ML: Well, let’s start with the pandemic. As with any major crisis, it has compelled us to question our belief systems. At a practical level, while at home, we have had to take a good, hard look at our domestic consumer goods, furniture not least, and question what we as residents and our homes truly need. The crisis itself has provided part of the answer, encouraging us to pare things down to the essential and the durable.
Flexible furniture
Meanwhile, I have observed two concepts – ‘flexibility’ and ‘uniqueness’ – take on new meaning in recent years. I believe they are what our habitats will call for, more and more. People are increasingly looking for flexible furniture that can be adapted to different uses. Unique pieces that have a clear aesthetic and a distinct functional role (or roles) in the home: in other words, real purpose.

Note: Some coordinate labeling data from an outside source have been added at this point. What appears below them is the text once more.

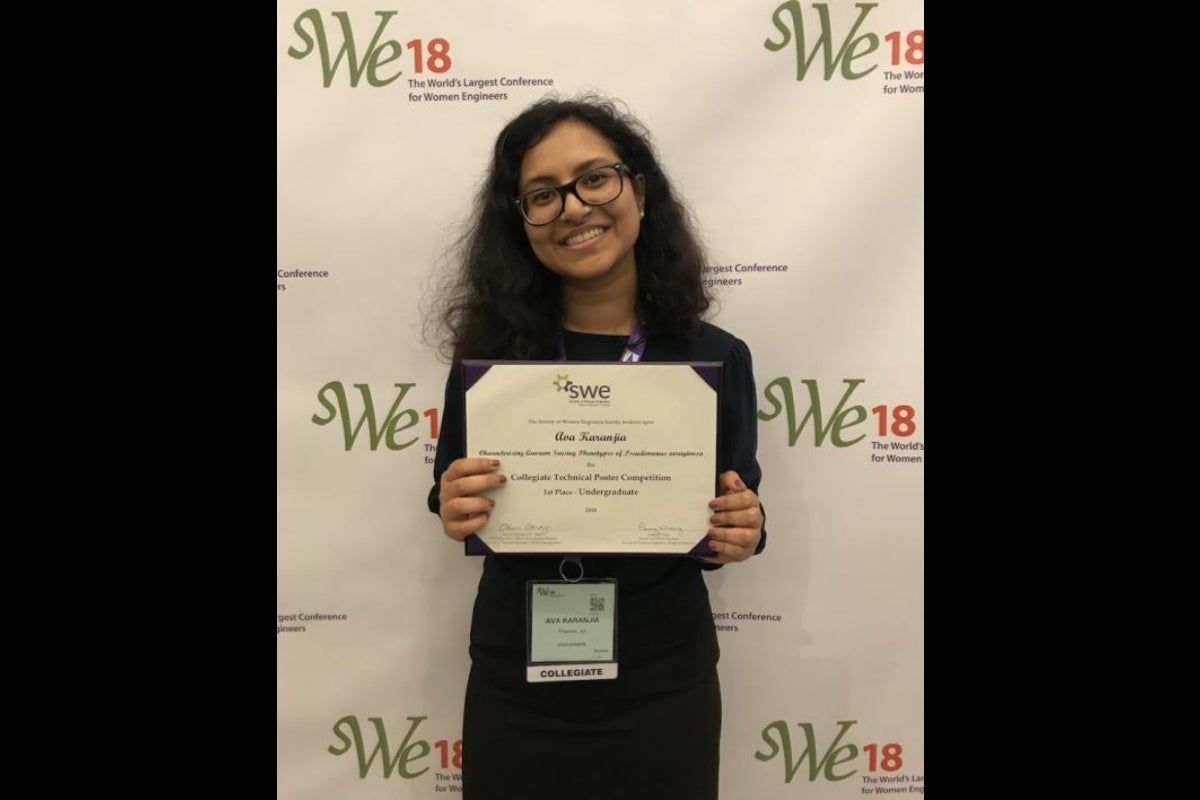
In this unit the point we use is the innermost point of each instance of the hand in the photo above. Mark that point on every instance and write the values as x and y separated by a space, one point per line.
737 521
462 512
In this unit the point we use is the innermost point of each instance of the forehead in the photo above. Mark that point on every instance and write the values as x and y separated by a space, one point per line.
565 148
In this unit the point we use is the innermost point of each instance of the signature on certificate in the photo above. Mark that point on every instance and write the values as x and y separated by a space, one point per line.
660 529
505 527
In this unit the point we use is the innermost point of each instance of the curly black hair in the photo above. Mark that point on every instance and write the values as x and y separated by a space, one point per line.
501 302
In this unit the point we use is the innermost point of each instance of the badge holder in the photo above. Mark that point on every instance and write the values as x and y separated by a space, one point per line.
570 627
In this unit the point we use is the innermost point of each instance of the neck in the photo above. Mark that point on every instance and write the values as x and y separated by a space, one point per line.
609 308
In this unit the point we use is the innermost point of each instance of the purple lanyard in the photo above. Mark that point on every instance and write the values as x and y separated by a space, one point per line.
634 347
633 353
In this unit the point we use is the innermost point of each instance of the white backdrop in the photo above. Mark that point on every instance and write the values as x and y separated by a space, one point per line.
820 179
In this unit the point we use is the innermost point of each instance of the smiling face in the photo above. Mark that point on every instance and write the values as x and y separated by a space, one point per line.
588 244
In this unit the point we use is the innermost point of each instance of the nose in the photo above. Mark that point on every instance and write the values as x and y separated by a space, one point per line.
573 206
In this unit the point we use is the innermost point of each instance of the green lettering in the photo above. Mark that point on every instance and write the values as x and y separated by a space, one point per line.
371 61
377 431
389 764
841 417
833 756
852 46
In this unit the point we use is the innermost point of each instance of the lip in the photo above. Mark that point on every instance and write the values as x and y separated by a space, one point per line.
564 241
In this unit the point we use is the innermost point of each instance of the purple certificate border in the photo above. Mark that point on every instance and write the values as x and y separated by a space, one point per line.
473 370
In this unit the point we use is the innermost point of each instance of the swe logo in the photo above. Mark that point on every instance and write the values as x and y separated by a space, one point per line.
582 394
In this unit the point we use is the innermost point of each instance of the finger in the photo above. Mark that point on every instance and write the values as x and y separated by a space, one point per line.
731 552
471 485
735 536
749 517
735 501
463 467
461 529
726 553
730 481
460 509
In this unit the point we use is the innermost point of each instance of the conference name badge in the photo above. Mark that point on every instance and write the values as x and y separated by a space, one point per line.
570 630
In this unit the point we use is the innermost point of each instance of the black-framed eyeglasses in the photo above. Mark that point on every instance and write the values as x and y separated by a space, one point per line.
593 187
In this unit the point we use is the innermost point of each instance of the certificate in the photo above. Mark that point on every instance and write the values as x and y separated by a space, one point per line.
600 457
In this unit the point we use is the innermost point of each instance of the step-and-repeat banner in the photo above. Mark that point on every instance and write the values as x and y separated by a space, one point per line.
795 131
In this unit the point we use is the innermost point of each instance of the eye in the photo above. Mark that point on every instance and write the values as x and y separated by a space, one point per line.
541 197
599 178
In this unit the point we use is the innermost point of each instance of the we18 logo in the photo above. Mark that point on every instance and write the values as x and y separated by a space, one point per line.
408 759
394 431
840 46
837 762
432 54
839 425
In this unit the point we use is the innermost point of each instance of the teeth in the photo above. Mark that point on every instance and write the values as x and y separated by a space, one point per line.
586 235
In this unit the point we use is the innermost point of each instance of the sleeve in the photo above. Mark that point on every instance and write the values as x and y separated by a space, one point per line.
451 439
737 446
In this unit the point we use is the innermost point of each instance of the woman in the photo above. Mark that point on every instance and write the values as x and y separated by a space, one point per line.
580 250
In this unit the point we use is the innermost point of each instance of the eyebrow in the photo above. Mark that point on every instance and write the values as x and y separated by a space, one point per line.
592 163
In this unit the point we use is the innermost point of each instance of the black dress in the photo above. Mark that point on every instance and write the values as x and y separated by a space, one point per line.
653 732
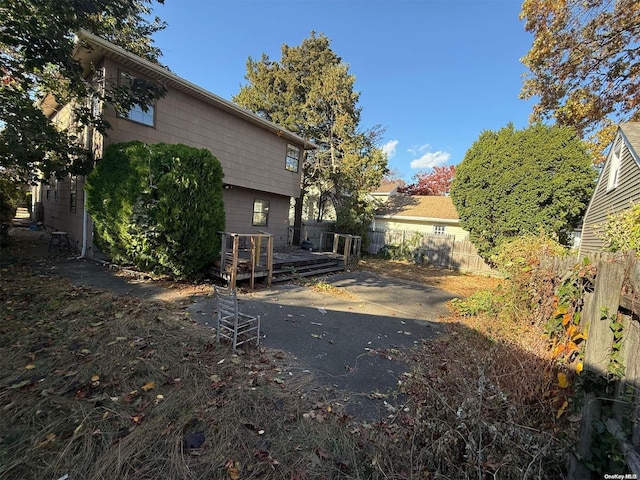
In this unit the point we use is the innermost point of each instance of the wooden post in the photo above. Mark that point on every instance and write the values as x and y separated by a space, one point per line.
234 262
223 253
606 294
253 261
347 250
269 259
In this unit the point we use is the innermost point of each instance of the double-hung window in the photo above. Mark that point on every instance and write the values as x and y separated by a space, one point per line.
260 213
293 158
136 113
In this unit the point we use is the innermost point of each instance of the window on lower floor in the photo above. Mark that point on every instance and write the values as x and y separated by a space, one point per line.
260 213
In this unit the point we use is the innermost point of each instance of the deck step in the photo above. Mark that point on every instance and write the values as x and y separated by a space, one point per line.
309 273
299 268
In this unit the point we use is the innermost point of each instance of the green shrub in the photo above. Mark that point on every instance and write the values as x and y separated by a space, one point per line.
158 206
11 196
483 302
407 250
528 289
621 231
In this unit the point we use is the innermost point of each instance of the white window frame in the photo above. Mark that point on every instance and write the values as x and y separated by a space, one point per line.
292 161
260 217
136 113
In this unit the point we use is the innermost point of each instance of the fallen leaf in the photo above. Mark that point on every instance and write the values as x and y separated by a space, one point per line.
322 453
562 409
233 469
148 386
562 380
51 437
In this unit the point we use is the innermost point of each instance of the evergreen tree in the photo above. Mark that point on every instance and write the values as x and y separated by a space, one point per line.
311 93
512 182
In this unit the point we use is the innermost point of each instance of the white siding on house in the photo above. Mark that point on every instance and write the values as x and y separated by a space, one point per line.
606 200
422 226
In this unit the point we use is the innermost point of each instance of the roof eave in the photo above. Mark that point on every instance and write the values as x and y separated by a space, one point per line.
418 219
156 71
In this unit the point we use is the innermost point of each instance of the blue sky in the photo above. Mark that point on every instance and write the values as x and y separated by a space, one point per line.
433 73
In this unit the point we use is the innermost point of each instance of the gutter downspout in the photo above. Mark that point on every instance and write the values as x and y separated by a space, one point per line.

At the same time, relentless technological advances, amplified by the effects of the pandemic, increasingly threaten to turn our homes into online, incorporeal spaces. A central challenge is thus a creative one. Finding the courage to break from the canons on which the history of design was founded, yet without ever losing sight of our embodied humanness despite the endless temptations to supplant this or that aspect of it with technology.

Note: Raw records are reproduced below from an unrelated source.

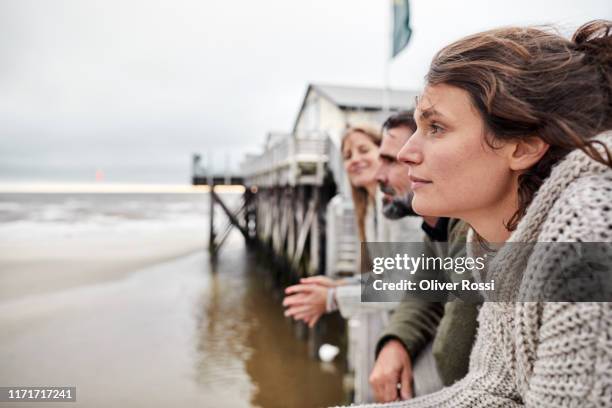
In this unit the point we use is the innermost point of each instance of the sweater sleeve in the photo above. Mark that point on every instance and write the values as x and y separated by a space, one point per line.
572 363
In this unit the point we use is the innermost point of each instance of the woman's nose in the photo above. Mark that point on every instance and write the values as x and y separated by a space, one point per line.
411 152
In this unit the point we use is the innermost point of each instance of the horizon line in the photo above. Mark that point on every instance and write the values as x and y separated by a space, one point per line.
103 187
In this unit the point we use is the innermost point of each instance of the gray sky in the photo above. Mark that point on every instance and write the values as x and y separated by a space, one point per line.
134 87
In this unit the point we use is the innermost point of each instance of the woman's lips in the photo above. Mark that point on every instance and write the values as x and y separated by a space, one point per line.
417 182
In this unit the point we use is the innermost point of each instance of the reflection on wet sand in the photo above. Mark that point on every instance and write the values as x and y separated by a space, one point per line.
243 323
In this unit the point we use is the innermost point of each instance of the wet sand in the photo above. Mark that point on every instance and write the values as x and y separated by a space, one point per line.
134 327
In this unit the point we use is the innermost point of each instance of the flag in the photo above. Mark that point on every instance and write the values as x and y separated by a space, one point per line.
401 26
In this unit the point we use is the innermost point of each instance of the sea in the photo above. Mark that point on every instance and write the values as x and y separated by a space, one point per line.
115 294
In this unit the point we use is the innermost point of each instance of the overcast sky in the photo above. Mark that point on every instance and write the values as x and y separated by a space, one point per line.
134 87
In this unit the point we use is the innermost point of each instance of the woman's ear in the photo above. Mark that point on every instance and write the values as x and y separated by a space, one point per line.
527 152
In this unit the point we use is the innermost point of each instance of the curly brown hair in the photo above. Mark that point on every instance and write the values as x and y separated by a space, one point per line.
527 82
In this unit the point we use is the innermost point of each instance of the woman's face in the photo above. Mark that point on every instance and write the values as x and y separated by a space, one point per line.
360 159
453 171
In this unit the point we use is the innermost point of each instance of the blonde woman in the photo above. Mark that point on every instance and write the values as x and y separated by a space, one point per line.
314 296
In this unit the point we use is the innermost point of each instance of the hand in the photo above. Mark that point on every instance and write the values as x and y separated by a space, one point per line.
322 281
392 366
305 302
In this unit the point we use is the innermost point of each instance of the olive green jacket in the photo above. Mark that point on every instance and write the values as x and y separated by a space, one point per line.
451 325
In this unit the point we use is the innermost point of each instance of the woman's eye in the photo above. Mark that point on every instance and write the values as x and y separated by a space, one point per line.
434 129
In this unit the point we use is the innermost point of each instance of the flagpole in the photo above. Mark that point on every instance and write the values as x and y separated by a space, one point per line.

Scholar and author Amin Maalouf has written compellingly about the transformations produced by the recent waves of technological breakthroughs. He proposed a concept that ‘reflects the pace of change today: instantaneity. For, as so many examples show us every day, all world events now unfold in real time before the eyes of the whole of humanity.’
Given the repeated upheavals and persistent instability we all experience due to instantaneity, it is more important than ever that our homes be places of real meaning and of refuge. In this sense, the greatest challenge designers face is the same as that faced by all of humanity: how to create and sustain a world that serves the human sense of time and space and pace, rather than the technological.
Quick fire
GM: A few rapid-fire questions if we may. When you have any free time, how do you best like to spend it?

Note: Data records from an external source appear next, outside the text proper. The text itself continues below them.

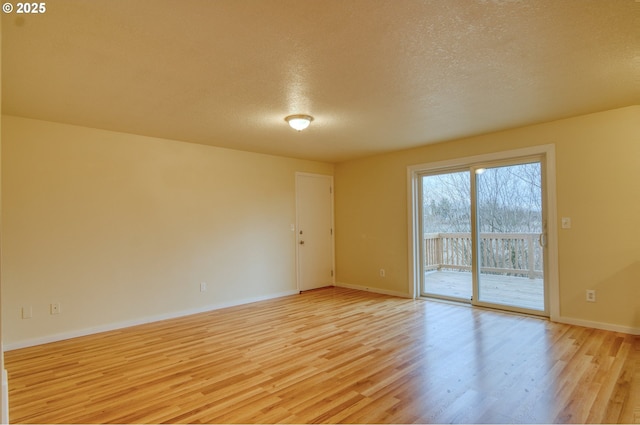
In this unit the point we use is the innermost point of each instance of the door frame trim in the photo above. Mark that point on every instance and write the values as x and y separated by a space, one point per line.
297 226
549 175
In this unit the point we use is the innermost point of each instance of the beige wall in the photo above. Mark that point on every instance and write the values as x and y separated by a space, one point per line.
118 228
598 186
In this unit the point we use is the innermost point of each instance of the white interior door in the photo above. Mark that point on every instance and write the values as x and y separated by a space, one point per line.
314 231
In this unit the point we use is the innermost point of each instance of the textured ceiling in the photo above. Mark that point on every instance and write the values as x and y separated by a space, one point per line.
377 75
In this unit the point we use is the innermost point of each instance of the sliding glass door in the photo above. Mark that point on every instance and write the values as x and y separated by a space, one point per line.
483 234
446 224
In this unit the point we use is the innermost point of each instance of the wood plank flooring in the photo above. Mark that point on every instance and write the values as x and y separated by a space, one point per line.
333 356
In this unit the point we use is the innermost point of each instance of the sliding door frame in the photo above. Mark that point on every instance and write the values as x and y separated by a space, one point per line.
547 155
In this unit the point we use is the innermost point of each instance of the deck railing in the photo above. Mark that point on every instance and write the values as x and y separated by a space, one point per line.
516 254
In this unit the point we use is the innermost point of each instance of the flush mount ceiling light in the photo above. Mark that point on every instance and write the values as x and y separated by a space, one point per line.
299 122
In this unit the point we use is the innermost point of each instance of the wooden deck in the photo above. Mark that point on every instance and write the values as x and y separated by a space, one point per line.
520 292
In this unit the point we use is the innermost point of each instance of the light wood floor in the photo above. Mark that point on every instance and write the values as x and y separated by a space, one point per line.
333 355
498 289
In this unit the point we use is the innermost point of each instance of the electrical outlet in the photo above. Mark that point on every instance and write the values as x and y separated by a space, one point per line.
27 312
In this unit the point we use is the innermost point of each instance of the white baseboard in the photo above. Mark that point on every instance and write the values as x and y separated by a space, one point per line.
375 290
597 325
140 321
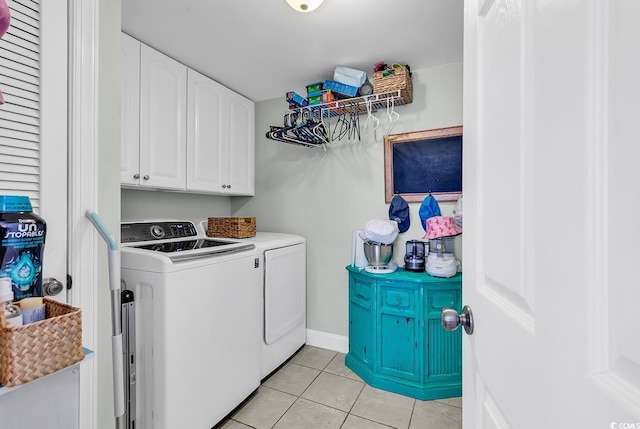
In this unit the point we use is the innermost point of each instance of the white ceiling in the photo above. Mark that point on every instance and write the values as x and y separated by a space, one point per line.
263 48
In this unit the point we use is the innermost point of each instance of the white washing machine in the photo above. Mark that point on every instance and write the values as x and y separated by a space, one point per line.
283 260
197 324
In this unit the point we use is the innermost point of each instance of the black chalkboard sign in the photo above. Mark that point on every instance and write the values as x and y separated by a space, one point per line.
421 163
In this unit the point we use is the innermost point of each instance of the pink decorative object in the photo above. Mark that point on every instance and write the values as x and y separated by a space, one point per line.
441 226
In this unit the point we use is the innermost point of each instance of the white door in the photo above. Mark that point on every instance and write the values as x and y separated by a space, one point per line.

ML: In striking contrast: immersed in the stillness of nature, having reached the countryside at astronomical speeds in my Ferrari!
GM: Your favourite city (apart from Florence!)?
ML: Tokyo and New York City. Two strikingly different worlds – I love them both.
GM: Favourite artist?
ML: Rothko, Newman, Judd (not necessarily in that order).
GM: Favourite kind of music?
ML: Again, a striking contrast: monophonic Western plainchant and progressive rock.
GM: If you could go back to a particular period in time as an architect/designer, when would that be and why?
ML: The 1950s and the experimental period of residential architecture, primarily in Southern California, as exemplified by the Case Study Houses. These boundless, airy, multifunctional living spaces are easily adaptable to any type of lifestyle or occasion (exactly what we need in a crisis like the present one). Here is the quintessence of domestic architecture as a blending of art, landscape, and human comfort.
Forward thinking
GM: What can we look forward to from Studio Lipparini over the next year?
ML: Stylistically, you will see in all of our disciplines, from architecture to interior and industrial design, a certain light-heartedness. Not indulging in the shallow and superfluous, but involving a liberation from restrictive design dogmas and thought processes. You will witness an opening up of new horizons and perspectives, more open and multifunctional environments that manifestly improve our quality of life.
Millions of people around the world have come to realize – many of them largely as a consequence of the pandemic – that what is truly important is to fill our homes not with things, but with purpose and meaning.